Mystery Behind the Uncanny Strength of a 2023 Solar Storm Solved by Scientists

In April 2023, Earth was hit by a surprisingly strong solar storm, and now scientists know the exact reason behind its unexpected strength. The storm unfolded on April 23 and was so strong that it managed to create intense auroras as far south as southern Texas, according to Daily Galaxy. The cause of this geomagnetic storm was deemed to be a particular coronal mass ejection (CME), essentially a cloud composed of magnetic fields and energetic particles released from the sun.

Scientists were surprised by the solar storm's strength, as the flare observed before this particular CME appeared to be weak. Solar flares and CMEs are interconnected phenomena often used by scientists to determine each other's strengths. According to the scientists' estimates, the solar flare and, by extension, the CME could not have produced such a strong storm. After around two years, scientists have finally resolved the mystery and explained it in The Astrophysical Journal.

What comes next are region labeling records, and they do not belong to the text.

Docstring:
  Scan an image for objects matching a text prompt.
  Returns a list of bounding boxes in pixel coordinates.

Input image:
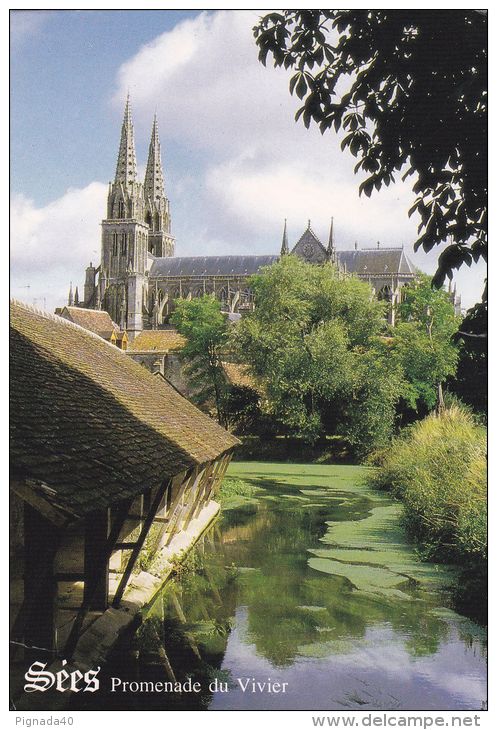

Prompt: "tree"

[171,295,228,426]
[232,256,401,455]
[392,272,461,415]
[254,9,487,308]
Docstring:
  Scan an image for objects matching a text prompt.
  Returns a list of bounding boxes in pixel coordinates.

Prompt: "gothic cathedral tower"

[97,95,174,337]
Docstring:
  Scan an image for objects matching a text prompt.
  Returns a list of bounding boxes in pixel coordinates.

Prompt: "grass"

[369,405,487,619]
[216,477,258,509]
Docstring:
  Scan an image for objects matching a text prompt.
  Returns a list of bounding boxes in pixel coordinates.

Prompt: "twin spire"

[115,94,164,200]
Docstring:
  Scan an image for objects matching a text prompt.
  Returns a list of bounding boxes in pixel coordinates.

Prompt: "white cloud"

[12,11,482,308]
[11,182,107,311]
[113,11,482,306]
[10,10,50,49]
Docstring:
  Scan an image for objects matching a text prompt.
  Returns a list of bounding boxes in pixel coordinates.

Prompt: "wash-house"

[10,302,237,661]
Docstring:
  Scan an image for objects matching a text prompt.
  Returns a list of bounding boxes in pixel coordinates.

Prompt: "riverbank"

[11,500,220,710]
[72,462,486,711]
[368,406,488,624]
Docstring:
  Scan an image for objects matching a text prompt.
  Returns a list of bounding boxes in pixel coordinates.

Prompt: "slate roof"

[150,256,279,277]
[10,302,238,517]
[150,247,416,278]
[128,330,186,352]
[336,248,416,276]
[60,306,119,340]
[292,226,326,252]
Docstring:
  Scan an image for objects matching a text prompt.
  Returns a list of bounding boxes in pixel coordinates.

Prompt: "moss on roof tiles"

[11,303,238,514]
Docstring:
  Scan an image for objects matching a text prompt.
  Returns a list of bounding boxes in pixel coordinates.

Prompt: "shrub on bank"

[369,405,487,613]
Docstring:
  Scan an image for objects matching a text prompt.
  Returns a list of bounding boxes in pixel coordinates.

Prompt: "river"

[75,462,486,711]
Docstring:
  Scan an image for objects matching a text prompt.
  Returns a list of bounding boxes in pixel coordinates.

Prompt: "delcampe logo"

[24,659,100,692]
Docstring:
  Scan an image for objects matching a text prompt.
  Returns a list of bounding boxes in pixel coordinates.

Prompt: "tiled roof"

[150,256,279,278]
[128,330,186,352]
[60,307,119,339]
[10,302,238,515]
[337,248,416,276]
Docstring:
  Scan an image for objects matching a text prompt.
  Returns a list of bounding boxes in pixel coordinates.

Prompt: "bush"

[370,404,487,612]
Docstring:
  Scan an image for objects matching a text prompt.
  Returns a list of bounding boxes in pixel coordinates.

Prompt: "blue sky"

[11,10,484,310]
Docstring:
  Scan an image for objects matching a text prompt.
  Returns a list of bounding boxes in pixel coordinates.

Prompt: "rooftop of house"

[10,302,238,518]
[60,306,119,339]
[128,330,186,352]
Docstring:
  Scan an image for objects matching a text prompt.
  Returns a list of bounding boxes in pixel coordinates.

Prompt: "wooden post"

[84,509,109,611]
[24,504,59,658]
[64,498,133,659]
[112,480,171,608]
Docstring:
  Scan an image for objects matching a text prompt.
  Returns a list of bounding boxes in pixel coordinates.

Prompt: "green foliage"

[449,305,488,417]
[232,256,402,455]
[216,477,258,509]
[392,274,460,410]
[370,405,487,616]
[171,295,228,425]
[254,9,487,298]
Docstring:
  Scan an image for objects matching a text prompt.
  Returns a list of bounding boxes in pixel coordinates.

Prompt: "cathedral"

[76,96,438,340]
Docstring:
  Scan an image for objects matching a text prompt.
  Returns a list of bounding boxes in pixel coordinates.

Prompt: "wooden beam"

[83,509,109,611]
[166,469,197,545]
[112,480,171,608]
[64,498,134,659]
[23,503,59,657]
[141,482,173,556]
[10,480,78,528]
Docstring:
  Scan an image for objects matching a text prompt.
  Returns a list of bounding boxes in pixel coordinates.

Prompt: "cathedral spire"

[116,94,136,186]
[280,218,290,256]
[145,114,164,200]
[326,218,336,263]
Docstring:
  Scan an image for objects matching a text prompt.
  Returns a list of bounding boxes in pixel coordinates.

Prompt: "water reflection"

[72,465,486,710]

Coronal Hole - Key to the Problem
The study claims that the solar storm's unexpected strength was due to the alignment between the CME's magnetic structure with respect to the Earth's magnetic structure. Researchers made this assertion based on data gathered by five heliophysics spacecraft across the inner solar system, according to NASA. The data helped the team detect a massive coronal hole near the CME's origin. Coronal holes are the areas where solar winds move at a higher-than-normal speed and influence the movement of CMEs.
Evangelos Paouris of the Johns Hopkins Applied Physics Laboratory in Laurel, Maryland, and the study's lead author, explained that the fast solar winds from this particular coronal hole acted as air currents and successfully moved the cloud away from its original straight-line path, forcing it closer to Earth's orbital plane. In addition to being deflected by the solar winds, the CME itself also rotated slightly during the whole phenomenon. The team suggests that the changes inflicted in the process caused the magnetic fields in CME to turn opposite to Earth's magnetic field. This state of affairs allowed more energy from the Sun to enter Earth's atmosphere and made the resultant solar storm stronger.
Intriguing Consequences of the Storm
NASA's GOLD (Global-scale Observations of Limb and Disk) mission observed a change in the thermosphere due to the storm. The mission gathered temperature readings of the middle thermosphere, the layer of atmosphere 85 to 120 miles above the surface, before, during, and after the storm. The readings indicated an increase in temperature during the solar storm. However, once it passed, there was not only a sharp decrease, but it was lower than what it was before the storm. There was a difference of around 90 to 198 degrees Fahrenheit between the prior and after storm temperatures in the middle thermosphere layer over the Americas.
These readings are significant, as they show how much drag can be experienced by Earth-orbiting satellites and space debris. "When the thermosphere cools, it contracts and becomes less dense at satellite altitudes, reducing drag," Xuguang Cai from the University of Colorado, Boulder, explained. "This can cause satellites and space debris to stay in orbit longer than expected, increasing the risk of collisions. Understanding how geomagnetic storms and solar activity affect Earth's upper atmosphere helps protect technologies we all rely on — like GPS, satellites, and radio communications," Cai added.
Predicting a Solar Storm
NASA scientists have a new and more accurate way to predict when a CME will trigger geomagnetic storms. For this new method, scientists have combined satellite observations with machine learning. Machine learning is essentially a kind of artificial intelligence, where a computer algorithm is fed data and instructed to identify patterns. The team has named it AI GeoCME and explained its features in the journal Solar Physics. Researchers took images collected by the NASA/ESA (European Space Agency) SOHO (Solar and Heliospheric Observatory). These images were focused on CMEs that reached the Earth, and the state of the Sun before, during, and after each CME. Thereafter, the researchers informed the AI which CMEs in the collection produced a geomagnetic storm.

Later, the AI was supplied a different set of images from SOHO, focusing on the same objects. The AI was able to predict all the CMEs that eventually triggered a geomagnetic storm, and out of the seven non-triggering CMEs, the AI predicted five of them correctly. "The algorithm shows promise," said heliophysicist Jack Ireland of NASA's Goddard Space Flight Center in Greenbelt, Maryland, who was not involved in the study. "Understanding if a CME will be geoeffective or not can help us protect infrastructure in space and technological systems on Earth. This paper shows that machine learning approaches to predicting geoeffective CMEs are feasible."